Enthalpy of formation (∆Hf) is the heat change when one mole of a compound is formed from its constituent elements in their standard states.
First, we need to write the balanced equation for the combustion of propane:
C3H8(g) + 5O2(g) → 3CO2(g) + 4H2O(g)
The coefficients show that one mole of propane (C3H8) reacts with five moles of oxygen (O2) to produce three moles of carbon dioxide (CO2) and four moles of water (H2O).

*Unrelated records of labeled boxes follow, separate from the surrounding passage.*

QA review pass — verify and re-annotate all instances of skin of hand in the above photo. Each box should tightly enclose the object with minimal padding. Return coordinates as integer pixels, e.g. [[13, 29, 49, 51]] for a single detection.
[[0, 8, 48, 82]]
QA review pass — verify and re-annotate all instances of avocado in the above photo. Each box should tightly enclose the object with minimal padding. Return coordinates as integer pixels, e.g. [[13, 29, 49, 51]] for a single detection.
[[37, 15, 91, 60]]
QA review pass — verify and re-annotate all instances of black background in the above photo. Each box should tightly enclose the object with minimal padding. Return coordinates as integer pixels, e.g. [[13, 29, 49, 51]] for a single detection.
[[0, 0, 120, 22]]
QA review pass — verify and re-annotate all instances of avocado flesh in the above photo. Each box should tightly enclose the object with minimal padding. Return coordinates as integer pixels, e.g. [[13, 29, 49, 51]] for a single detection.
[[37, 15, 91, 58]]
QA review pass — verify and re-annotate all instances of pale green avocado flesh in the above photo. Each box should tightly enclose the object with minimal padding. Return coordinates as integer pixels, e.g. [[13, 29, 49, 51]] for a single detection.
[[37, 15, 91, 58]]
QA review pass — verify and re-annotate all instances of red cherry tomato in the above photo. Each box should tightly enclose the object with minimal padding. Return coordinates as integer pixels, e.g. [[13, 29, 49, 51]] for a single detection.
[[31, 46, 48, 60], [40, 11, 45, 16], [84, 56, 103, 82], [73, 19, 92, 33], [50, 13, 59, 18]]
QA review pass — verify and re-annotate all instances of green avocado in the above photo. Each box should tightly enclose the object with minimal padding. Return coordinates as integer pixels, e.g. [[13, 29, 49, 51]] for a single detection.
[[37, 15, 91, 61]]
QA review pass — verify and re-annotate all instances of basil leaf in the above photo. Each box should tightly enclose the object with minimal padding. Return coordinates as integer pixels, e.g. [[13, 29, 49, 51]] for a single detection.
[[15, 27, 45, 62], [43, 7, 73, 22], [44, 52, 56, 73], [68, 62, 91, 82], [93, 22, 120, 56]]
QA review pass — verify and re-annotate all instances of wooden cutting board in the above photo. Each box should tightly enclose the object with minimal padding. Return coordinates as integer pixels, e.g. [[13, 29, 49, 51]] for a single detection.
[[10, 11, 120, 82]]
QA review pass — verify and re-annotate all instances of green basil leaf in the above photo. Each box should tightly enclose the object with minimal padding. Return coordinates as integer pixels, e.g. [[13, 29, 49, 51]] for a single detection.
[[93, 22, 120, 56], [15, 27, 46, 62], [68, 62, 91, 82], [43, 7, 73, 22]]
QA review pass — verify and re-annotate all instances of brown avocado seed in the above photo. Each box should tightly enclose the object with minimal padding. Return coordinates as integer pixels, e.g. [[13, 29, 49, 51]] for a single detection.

Next, we'll calculate the enthalpy change (∆H) using the enthalpies of formation (∆Hf) for each compound involved in the reaction. The values are given below:
∆Hf(C3H8) = -103.9 kJ/mol
∆Hf(CO2) = -393.5 kJ/mol
∆Hf(H2O) = -285.8 kJ/mol
Applying Hess's Law (which states that the enthalpy change of a reaction is independent of the pathway), we can calculate the ∆H for the combustion of propane.
∆H = (∆Hf(CO2) + ∆Hf(H2O)) - (∆Hf(C3H8) + ∆Hf(O2))
Substituting the values:
∆H = [3(-393.5 kJ/mol) + 4(-285.8 kJ/mol)] - [-103.9 kJ/mol + 5(0 kJ/mol)]
Simplifying the equation:
∆H = -1206.3 kJ/mol + 103.9 kJ/mol
∆H = -1102.4 kJ/mol
Now, we'll calculate the quantity of heat produced when 17.0g of propane (C3H8) is completely combusted.
First, we need to convert 17.0g of propane to moles:
Molar mass of C3H8 = (3*12.01 g/mol) + (8*1.01 g/mol) = 44.11 g/mol
Number of moles = Mass / Molar mass = 17.0 g / 44.11 g/mol ≈ 0.3854 mol
Finally, we'll calculate the quantity of heat produced:
Heat produced = ∆H x Number of moles
Heat produced = -1102.4 kJ/mol x 0.3854 mol ≈ -425.0 kJ (rounded to three significant figures)
Therefore, when 17.0g of propane is completely combusted in air under standard conditions, approximately -425.0 kJ of heat is produced. The negative sign indicates that it is an exothermic reaction, meaning heat is released.